|A Component Analysis of Higher Education|
|Sunday, May 24, 2020|
|6:00 PM–6:50 PM |
|Area: EDC/TBA; Domain: Translational|
|Chair: Jesslyn N. Farros (Center for Applied Behavior Analysis (CABA) and Endicott College)|
|CE Instructor: Jesslyn N. Farros, Ph.D.|
Higher education in behavior analysis is in high demand, especially online learning options. Any modality of education must use current evidence-based teaching methods, however, little to no empirical research has been conducted on online learning methodologies. The following studies were all conducted in behavior analysis Master-level courses. The studies evaluated various aspects of those courses including with and without access to online forums (asynchronous discussion), with and without instructor involvement on forums, point contingencies on forums, access to synchronous and asynchronous discussion, participation in synchronous or asynchronous discussion sessions, and grading criteria (credit/no credit vs accuracy).
|Target Audience: |
Those interested in higher education, especially online learning.

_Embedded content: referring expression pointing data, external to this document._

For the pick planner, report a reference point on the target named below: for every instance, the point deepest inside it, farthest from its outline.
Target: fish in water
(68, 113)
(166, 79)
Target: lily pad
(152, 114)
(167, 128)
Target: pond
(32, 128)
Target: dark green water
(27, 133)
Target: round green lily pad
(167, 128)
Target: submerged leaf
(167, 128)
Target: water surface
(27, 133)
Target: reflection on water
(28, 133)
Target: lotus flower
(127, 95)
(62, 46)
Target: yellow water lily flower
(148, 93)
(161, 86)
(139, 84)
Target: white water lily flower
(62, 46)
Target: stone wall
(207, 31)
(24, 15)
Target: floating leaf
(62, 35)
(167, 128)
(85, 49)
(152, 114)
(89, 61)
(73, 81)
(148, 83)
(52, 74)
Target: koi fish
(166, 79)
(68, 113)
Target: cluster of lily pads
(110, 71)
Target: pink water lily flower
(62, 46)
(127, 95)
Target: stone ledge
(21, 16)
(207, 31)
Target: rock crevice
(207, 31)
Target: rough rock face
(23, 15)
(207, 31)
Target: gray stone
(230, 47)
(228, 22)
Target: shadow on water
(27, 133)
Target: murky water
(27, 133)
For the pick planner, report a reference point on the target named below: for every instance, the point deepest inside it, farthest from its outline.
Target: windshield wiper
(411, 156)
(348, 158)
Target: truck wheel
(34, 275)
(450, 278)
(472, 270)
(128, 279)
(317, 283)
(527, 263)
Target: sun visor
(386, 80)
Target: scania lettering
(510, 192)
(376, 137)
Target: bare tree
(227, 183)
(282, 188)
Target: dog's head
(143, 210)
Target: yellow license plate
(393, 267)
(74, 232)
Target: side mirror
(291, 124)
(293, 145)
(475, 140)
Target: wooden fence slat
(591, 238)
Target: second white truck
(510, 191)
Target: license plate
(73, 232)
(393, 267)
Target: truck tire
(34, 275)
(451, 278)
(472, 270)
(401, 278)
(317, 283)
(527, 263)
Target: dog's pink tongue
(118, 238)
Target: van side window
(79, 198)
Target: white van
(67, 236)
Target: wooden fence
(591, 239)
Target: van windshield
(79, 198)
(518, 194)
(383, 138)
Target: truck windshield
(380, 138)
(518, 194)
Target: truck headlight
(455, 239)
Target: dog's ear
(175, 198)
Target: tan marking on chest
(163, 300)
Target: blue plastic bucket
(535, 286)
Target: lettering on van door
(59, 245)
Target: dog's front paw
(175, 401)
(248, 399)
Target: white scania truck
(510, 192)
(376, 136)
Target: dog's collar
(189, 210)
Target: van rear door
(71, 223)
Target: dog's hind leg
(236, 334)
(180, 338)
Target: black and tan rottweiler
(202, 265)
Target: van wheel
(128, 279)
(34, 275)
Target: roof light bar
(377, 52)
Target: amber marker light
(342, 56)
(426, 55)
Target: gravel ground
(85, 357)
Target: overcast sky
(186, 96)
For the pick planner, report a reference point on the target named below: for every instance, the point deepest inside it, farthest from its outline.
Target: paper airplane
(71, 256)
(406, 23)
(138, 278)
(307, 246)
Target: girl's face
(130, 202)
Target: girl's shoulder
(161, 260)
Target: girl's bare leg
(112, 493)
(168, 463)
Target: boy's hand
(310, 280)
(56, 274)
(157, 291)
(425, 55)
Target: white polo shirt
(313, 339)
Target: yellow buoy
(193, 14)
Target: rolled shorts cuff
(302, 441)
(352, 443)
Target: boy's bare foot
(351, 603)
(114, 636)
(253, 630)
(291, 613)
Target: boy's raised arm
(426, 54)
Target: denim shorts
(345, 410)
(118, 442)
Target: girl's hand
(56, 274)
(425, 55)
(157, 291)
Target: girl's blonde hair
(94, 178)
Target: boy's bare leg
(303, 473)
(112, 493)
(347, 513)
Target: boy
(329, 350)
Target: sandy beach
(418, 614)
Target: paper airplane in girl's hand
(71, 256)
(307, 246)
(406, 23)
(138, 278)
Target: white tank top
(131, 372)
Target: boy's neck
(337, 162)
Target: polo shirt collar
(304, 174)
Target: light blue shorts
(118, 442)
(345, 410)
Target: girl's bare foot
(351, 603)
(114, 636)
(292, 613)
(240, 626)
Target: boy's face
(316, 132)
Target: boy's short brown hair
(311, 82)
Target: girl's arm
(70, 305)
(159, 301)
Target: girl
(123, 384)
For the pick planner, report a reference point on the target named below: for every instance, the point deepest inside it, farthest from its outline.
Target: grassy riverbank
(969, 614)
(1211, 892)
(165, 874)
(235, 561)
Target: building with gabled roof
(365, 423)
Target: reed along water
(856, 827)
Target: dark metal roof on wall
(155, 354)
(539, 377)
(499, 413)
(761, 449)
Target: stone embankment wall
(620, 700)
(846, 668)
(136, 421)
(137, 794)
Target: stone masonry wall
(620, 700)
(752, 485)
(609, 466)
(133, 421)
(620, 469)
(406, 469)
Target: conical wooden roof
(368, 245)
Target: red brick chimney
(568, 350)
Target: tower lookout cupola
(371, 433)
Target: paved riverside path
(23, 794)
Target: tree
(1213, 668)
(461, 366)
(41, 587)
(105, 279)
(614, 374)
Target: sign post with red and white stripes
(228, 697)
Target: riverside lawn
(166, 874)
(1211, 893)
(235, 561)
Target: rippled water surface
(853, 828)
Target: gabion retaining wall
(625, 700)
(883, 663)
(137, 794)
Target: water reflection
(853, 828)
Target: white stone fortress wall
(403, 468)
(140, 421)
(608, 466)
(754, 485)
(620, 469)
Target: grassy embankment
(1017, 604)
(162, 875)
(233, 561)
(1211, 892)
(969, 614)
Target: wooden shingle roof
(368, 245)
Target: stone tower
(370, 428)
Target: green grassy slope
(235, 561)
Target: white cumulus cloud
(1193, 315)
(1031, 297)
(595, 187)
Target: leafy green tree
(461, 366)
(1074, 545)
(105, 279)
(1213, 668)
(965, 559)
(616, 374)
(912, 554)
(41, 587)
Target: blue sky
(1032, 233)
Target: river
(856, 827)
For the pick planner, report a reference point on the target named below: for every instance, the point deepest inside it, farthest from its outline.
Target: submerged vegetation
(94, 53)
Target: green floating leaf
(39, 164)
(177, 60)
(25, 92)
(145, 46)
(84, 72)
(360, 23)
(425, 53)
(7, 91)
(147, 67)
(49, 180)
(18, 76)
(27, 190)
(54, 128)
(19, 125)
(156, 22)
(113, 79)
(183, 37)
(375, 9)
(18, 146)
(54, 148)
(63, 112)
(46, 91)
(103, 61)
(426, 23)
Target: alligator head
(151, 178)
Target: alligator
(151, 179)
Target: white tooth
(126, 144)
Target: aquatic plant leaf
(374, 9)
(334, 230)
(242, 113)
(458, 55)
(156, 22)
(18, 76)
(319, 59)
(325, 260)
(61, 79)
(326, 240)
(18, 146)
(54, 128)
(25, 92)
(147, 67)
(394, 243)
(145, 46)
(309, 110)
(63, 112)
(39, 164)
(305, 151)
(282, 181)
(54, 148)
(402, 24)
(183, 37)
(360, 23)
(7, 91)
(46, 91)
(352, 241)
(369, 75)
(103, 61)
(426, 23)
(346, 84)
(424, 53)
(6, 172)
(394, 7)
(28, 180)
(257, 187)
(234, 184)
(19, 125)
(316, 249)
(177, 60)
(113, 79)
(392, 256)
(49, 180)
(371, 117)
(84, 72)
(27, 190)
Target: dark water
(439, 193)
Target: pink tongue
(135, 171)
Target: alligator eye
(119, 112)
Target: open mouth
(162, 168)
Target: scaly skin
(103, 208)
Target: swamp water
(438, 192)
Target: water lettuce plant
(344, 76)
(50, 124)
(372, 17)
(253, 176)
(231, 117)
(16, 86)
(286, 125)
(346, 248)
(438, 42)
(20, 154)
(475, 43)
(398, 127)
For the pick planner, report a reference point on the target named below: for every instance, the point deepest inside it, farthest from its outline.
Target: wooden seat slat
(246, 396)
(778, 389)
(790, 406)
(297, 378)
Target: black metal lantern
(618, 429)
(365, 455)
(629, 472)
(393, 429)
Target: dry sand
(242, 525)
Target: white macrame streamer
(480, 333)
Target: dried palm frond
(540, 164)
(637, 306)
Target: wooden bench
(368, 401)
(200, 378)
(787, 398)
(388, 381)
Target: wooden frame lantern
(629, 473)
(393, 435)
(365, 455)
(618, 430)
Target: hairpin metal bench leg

|Online Learning: The Effect of Synchronous Discussion Sessions in Asynchronous Courses|
|JESSLYN N. FARROS (Center for Applied Behavior Analysis (CABA) and Endicott College), Lesley A. Shawler (Endicott College), Ksenia Kravtchenko (Endicott College, Global Autism Project), Mary Jane Weiss (Endicott College)|
|Abstract: Online learning is extremely prevalent in education. In 2015, close to six million students were taking at least one online learning course, which was 29.7% of all postsecondary students. Although online learning is becoming more prevalent, there has been little to no research to determine what makes online learning most effective. Those that have, either have not compared modalities or have focused on another aspect of the learning. Determining the components of online learning that lead to better student outcomes will add to the current literature and improve online learning as a whole. The current study comprises four different experiments that evaluated the effect of synchronous discussion sessions in asynchronous master-level applied behavior analysis courses. Three different applied behavior analysis courses were used and each experiment utilized a slightly different experimental design. The first two focused on the addition of synchronous discussion within an asynchronous course and the last two focused on comparing the effects of synchronous and asynchronous discussion. The primary purpose of these experiments was to determine how asynchronous and synchronous discussion affect student outcomes in asynchronous online courses.|
|The Use of Discussion Forums in Asynchronous Behavior Analysis Masters Courses|
|ALLISON ROSE BICKELMAN (Autism Behavior Intervention; Endicott College), Mary Jane Weiss (Endicott College), Tara A. Fahmie (California State University, Northridge)|
|Abstract: Asynchronous online education is increasingly popular, including in the field of behavior analysis. It is imperative that any modality of education use current evidence-based teaching methods to ensure that student learning outcomes are strong. Many online courses use discussion forums as part of the course requirements. Previous research on discussion forums is mixed in terms of effectiveness and both student and instructor preference. Three studies were conducted in asynchronous behavior analysis Masters courses to examine student outcomes with and without access to forums, with and without instructor involvement on forums, and with various point contingencies for posting on forums. Overall results indicate that forums do not have direct, critical impact on student quiz scores and course outcomes; however, social validity measures demonstrate variability in preference for the use of the forums.|
Comparing Grading Criteria for Readiness Assessment Tests: Accuracy versus Credit/No Credit
|LEAH ROSENFELD (California State University Sacramento ), Megan R. Heinicke (California State University, Sacramento), Shelby Bryeans (California State University, Sacramento)|
Pre-lecture reading quizzes, or Readiness Assessment Tests (RATs), improve college students’ exam performance; however, implementing RATs requires instructor resources. This study compared accuracy versus credit/no credit grading criteria on exam scores, participation, and attendance in an upper-level college course using a nonequivalent control group design. Students in the credit/no credit group spent less time on RATs and performed poorer on both RATs and unit exams across the semester compared with students who were required to respond accurately on RATs. We did not find significant differences between groups on attendance or participation measures. More students in the credit/no credit group reported liking RATs and recommended other instructors use them, whereas more students in the accuracy group had a preference for RATs over in-class quizzes. Although grading for completion rather than accuracy may be less intensive for instructors, our findings suggest this choice may decrease the benefits of RATs for students.